The FIA European Rally Championship is set to feature four asphalt events on its exciting roster. Here’s a reminder.
Rally di Roma Capitale, Italy: July 23-25
The progression of this asphalt event from Max Rendina’s Motorsport Italia organisation is impressive. Having first run in 2013, Rally di Roma Capitale made its ERC debut in 2017 as Italy returned to the European championship for the first time in four years when Rallye Sanremo was on the calendar. It proved a big hit and continues to flourish. While COVID-19 restrictions meant no visit to Ostia for the seaside superspecial in 2020, the popular stages around Pico to the far southeast of event hub Fiuggi remained. By also counting as an Italian championship round, local participation is often strong.

Barum Czech Rally Zlín: August 27-29
Part of the ERC schedule since the championship’s streamlining in 2004, Barum Czech Rally Zlín is based in the South Moravian university city, 300 kilometres south of the Czech capital Prague. It is a Tarmac test like no other due to the bumpy and sometimes broken nature of the road surface. To add to the challenge, several stages feature high-speed blasts through forests and intermittent showers are always possible. While the weather might be hard to predict, huge numbers of fans follow the action, especially on the opening night-time Zlín superspecial stage. The long-term ERC rally turns 50 in 2021.

Rally Hungary: October 22-24
Hungary returned to the ERC for the first time since 2003 with a new sealed-surface event in Nyíregyháza delivering an action-packed 2019 European championship decider, which was settled on the very last stage in Chris Ingram’s favour. While the event in the northeast of the country was effectively brand new for 2018, when it ran as the Nyíregyháza Rally and formed a pilot event for future ERC inclusion, the city and surrounding region were regulars on the national scene in previous years. The stages feature fast and narrow sections, while heavy rain and mud provided an additional challenge in 2019.

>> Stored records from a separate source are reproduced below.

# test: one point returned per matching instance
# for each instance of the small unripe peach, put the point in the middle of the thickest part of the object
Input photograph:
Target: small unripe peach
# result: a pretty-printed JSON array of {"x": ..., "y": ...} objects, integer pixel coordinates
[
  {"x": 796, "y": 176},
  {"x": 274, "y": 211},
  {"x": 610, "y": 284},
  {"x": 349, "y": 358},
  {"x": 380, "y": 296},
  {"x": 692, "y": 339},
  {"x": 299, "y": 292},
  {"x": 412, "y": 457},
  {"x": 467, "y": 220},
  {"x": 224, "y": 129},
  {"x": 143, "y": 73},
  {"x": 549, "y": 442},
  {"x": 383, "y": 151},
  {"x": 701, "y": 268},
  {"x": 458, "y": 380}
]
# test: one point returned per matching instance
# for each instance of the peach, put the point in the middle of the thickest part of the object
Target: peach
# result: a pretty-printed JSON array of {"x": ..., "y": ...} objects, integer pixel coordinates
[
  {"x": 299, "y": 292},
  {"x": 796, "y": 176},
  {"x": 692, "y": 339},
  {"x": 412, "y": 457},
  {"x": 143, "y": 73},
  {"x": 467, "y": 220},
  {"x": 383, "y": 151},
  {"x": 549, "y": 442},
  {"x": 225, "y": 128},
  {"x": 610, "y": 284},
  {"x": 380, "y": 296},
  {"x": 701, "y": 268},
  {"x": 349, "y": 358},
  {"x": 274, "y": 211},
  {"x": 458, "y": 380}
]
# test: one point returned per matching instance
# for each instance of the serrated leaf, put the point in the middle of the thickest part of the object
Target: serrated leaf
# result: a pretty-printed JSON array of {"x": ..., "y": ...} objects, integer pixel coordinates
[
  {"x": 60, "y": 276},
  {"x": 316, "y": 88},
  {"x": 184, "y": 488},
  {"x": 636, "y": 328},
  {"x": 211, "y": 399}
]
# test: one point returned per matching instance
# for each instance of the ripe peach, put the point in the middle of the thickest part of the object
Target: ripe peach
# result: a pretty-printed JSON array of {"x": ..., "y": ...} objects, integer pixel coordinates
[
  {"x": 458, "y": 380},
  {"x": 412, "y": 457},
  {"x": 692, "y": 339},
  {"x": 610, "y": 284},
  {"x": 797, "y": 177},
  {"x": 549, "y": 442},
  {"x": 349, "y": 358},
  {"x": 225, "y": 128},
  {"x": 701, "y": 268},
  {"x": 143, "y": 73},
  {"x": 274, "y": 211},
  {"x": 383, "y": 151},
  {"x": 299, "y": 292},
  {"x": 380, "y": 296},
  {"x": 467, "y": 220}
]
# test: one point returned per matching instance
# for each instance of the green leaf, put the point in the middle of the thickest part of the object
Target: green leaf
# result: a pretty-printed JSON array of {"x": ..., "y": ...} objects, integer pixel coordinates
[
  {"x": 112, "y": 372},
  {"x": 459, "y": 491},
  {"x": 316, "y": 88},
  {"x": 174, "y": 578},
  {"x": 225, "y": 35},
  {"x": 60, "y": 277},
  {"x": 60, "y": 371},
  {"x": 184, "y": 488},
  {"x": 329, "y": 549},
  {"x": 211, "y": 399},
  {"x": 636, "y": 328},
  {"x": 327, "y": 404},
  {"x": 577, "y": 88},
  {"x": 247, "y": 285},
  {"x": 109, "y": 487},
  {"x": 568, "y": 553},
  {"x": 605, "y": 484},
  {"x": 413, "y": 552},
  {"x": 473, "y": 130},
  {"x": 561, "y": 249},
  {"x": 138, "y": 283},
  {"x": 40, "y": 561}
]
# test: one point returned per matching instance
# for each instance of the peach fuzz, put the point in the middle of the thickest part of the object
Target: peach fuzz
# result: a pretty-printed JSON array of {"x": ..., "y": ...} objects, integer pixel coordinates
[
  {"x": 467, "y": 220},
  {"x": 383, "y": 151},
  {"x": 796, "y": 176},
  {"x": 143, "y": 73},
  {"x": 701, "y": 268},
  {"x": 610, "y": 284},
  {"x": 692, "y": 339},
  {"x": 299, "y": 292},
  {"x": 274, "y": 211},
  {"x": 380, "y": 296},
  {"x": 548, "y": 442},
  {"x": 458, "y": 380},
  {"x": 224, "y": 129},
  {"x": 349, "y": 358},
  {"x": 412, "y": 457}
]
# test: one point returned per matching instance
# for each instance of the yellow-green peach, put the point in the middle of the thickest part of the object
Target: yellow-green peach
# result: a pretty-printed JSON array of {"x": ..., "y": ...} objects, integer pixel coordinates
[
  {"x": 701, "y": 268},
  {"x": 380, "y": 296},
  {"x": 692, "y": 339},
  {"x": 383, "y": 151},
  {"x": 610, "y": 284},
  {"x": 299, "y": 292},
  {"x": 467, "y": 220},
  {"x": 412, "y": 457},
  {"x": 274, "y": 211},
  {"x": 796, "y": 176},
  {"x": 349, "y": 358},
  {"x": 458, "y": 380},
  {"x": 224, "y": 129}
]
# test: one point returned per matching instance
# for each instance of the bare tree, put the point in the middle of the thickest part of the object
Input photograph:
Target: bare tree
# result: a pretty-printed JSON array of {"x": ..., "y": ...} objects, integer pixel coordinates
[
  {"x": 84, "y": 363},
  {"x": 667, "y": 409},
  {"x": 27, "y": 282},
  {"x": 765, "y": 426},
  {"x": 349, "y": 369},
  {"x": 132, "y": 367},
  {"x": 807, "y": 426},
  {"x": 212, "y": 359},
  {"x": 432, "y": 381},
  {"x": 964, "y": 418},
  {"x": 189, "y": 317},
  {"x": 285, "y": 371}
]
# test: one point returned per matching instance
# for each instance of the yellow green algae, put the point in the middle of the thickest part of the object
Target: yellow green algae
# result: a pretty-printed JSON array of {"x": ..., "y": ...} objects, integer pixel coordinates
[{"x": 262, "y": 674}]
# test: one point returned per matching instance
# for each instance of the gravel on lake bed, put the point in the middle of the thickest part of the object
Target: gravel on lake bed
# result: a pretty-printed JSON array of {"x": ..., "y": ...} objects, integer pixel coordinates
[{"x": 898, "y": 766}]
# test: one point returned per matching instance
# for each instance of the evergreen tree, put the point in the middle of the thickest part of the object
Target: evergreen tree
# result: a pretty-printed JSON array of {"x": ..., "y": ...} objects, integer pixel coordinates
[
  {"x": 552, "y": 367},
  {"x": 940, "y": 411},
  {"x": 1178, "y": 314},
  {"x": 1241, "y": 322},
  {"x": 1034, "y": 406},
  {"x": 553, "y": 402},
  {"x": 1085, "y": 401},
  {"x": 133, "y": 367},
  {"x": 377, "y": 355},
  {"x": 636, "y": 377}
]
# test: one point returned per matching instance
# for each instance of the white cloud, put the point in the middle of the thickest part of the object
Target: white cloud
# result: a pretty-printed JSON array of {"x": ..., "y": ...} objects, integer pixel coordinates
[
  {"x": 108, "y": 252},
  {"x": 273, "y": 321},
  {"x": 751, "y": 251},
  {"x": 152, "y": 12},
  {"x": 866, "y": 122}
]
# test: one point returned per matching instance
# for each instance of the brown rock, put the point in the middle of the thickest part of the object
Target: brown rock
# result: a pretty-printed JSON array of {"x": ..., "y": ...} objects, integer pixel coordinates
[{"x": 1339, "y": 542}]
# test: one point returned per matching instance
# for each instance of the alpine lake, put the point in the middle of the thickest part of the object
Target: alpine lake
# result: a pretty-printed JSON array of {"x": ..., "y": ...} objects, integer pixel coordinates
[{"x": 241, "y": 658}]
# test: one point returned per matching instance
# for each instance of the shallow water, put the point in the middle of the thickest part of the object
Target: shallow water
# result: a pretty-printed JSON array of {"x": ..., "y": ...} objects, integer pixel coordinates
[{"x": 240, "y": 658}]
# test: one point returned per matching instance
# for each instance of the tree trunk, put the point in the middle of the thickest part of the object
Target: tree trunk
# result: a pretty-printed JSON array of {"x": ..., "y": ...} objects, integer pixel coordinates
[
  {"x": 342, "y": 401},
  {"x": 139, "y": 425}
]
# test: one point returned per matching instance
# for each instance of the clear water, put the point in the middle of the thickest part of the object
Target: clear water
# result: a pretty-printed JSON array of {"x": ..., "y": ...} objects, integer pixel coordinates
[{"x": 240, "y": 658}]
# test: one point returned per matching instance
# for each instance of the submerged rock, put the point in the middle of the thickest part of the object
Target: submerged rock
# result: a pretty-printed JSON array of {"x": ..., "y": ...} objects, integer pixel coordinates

Rally Islas Canarias: November 18-20
With the stages climbing and descending at a frequent rate, drivers pay close attention to corner speed and lines to ensure optimal momentum is maintained, while precise car set-up and pacenote accuracy are vital. One of the notable features of the sealed stages is the abrasive surface, constructed partly from volcanic lava. It means grip levels are high and remain constant if it rains, although tyre wear can increase. However, with the opportunity to take ‘cuts’ through corners limited, the roads remain relatively debris-free. Returning to the ERC schedule in 2016, it’s a rally big on challenge and spectator numbers.